The cash flow of your company determines the profitability of the business, your ability to grow and expand, and whether or not hiring a new employee will be a good return on investment. For seasonal businesses, managing cashflow can be even more complicated. But if you really think about it, almost all businesses have some sort of seasonality due to the constantly changing health of the economy and the confidence of shoppers. It’s always better to be prepared.  

Read through this list of cashflow tips for seasonal businesses to get your company on track:


Incoming Cash

Cash is the oxygen of your business. The below cashflow tips address how you can get your cashflow in check, even during  the slow months.

1. Get Your Invoicing System Down  

You can’t have a healthy cashflow if your clients aren’t paying you! This is especially important for businesses who have customers that don’t pay for the product or service right away. Set up a process and solid system for invoicing.  

2. Create a System for Collecting  



No matter how on point you are with invoicing clients, there are still going to be some who you’ll need to follow up with. Put a system in place for chasing down these outstanding invoices, and set a goal to decrease the amount of time it takes to get paid.

3. Give Customers Multiple Ways to Pay

Making it easier for your customers to pay you is another way to boost your collection efforts. Can you accept online payments? Or credit and debit cards using a service like PayPal or Square?

4. Offer Promotions During the Off Months

Brainstorm a few promotions that you can do when business gets slow. This might be a discount you run through social media, or the launch of a new product that’s relevant to the season.
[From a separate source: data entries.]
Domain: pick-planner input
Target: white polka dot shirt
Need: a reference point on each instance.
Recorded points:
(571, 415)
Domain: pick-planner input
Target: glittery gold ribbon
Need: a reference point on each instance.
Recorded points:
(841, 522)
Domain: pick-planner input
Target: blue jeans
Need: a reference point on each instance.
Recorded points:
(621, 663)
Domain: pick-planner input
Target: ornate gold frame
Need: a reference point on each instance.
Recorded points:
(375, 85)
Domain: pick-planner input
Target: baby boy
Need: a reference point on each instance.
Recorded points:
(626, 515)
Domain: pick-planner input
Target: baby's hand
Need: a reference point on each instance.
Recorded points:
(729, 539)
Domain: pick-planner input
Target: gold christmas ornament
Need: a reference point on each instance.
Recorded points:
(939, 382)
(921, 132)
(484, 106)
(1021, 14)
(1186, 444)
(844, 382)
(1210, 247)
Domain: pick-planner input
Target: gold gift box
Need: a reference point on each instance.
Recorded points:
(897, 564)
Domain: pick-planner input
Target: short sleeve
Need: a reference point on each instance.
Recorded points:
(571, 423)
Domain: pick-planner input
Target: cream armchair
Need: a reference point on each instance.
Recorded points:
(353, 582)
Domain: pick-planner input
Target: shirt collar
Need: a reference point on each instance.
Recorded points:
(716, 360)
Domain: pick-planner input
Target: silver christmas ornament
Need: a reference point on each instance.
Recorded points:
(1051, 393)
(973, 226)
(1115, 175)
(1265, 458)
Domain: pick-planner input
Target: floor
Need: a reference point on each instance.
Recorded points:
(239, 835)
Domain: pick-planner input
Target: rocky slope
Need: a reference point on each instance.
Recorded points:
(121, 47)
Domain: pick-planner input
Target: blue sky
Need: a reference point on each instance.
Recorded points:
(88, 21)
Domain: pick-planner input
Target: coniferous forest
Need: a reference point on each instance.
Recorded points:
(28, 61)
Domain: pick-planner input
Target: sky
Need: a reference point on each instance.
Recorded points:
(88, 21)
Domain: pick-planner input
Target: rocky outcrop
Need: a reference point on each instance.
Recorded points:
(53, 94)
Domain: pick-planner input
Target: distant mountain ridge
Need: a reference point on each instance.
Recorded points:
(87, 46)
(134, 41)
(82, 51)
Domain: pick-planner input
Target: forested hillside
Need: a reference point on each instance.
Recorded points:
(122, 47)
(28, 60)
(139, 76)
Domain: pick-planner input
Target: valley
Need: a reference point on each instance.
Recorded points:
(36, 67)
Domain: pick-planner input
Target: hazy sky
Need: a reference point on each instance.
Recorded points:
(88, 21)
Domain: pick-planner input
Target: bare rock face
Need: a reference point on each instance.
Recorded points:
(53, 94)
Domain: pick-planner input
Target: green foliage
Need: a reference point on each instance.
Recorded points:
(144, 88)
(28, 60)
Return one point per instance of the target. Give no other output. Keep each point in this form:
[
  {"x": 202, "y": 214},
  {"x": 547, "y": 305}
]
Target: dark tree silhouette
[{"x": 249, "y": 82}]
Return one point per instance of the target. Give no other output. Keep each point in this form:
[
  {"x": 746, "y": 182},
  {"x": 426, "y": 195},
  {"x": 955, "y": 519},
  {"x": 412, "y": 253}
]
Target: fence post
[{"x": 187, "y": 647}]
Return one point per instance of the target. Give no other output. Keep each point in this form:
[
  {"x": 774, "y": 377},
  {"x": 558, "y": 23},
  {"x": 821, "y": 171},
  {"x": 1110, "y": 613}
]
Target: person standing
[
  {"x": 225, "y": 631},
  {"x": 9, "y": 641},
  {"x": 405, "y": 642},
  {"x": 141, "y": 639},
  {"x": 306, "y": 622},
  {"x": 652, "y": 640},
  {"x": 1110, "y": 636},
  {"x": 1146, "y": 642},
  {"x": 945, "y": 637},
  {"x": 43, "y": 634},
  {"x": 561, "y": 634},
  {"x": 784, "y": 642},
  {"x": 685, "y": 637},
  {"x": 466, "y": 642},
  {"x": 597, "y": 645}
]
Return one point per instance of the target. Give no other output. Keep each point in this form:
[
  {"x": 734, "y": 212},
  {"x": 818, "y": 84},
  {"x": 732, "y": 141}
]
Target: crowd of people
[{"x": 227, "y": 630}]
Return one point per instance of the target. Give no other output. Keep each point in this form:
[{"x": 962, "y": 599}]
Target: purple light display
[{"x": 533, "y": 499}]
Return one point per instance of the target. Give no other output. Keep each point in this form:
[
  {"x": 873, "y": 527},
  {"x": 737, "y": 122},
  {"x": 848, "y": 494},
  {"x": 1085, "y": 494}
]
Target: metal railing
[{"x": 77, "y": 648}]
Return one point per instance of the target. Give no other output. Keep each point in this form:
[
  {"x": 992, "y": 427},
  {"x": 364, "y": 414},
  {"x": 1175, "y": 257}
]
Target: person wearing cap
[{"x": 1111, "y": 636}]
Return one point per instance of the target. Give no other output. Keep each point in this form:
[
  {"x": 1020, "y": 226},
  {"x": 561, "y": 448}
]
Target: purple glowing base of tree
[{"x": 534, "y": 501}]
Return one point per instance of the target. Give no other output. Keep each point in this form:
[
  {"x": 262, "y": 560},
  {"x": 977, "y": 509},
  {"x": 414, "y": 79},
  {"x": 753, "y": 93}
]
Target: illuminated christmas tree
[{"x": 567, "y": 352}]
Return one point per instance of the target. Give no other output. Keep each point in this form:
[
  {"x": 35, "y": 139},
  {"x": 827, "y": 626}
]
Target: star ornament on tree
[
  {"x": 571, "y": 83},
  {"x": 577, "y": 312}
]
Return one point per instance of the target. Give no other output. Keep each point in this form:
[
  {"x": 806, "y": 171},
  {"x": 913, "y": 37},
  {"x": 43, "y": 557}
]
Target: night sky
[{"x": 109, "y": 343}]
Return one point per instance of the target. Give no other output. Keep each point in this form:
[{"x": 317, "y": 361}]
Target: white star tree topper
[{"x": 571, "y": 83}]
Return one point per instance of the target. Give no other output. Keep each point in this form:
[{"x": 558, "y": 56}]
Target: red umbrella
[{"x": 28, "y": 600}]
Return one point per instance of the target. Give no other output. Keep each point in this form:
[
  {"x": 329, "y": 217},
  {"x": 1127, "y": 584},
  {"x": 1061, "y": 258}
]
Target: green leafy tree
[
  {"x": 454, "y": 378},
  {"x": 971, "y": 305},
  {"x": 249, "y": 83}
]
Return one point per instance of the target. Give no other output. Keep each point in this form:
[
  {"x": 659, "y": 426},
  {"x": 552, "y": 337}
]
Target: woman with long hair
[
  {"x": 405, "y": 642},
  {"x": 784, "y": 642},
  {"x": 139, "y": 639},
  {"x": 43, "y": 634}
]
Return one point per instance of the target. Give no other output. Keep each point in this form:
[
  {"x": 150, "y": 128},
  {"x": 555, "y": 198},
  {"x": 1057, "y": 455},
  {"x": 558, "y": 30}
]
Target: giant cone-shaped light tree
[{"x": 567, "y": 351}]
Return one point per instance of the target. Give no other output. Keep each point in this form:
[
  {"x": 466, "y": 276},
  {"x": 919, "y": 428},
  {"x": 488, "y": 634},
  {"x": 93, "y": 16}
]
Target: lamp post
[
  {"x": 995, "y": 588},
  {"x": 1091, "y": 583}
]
5. Expand Your Products/Services When it Makes Sense

Now that you’re tracking sales, revenue, and expenses along with your cashflow projections, you can determine if adding or expanding a product or service line is feasible and makes sense. Depending on what you expand into, this new product or service can help you combat seasonality by offering your customers something enticing in the off season.



Everyone knows your revenue needs to be greater than your costs in order to stay afloat, but sometimes this is easier said than done. Below are a couple of tips to keep your expenses in check:

1. Save up for emergencies

Just as you should have a personal emergency fund saved to cover expenses, you should have a rainy day fund for your company. Put money in your business savings account for those slow weeks or months. Be sure to have enough to pay all your monthly overhead and business taxes.

2. Hire the Right People at the Right Time

It can be tempting to bring on more employees when times are good, but this is an easy way to put yourself in the red. Make thoughtful hiring decisions, and ask if the job can be outsourced to a remote employee or if your team can push through the extra work for a month or two.

Of course you want to hire the right people too! A good strategy is to hire people who excel in multiple areas. Maybe they’re great at customer service, but also have a knack for connecting with potential customers on social media.

A Healthy Cashflow: Saving and Investing

1. Run Annual Cashflow Projections

Take a look at how your cashflow is doing at the end of every month, and run projections before the beginning of each new year. Compare sales and profit numbers to previous years to help you make informed decisions.

2. Brush up on Your Financial Knowledge

Even if you’re not directly in charge of your company’s finances, you still need to be financially literate. Here are a few articles to get you started:

7 Financial Rules of Thumb to Stay on Track

eBook: The Small Business Owner’s Guide to Company Finances

Common Small Business Accounting Mistakes

3 Most Effective Methods for Forecasting Sales

3. Bring in an Expert

You don’t have to bring on a full-time employee, but a part-time, outsourced CFO or financial consultant can help you get on track and stay there, while answering all your tough financial questions. This will allow you to focus on other areas of your company.

Good luck putting these tips and best practices to use!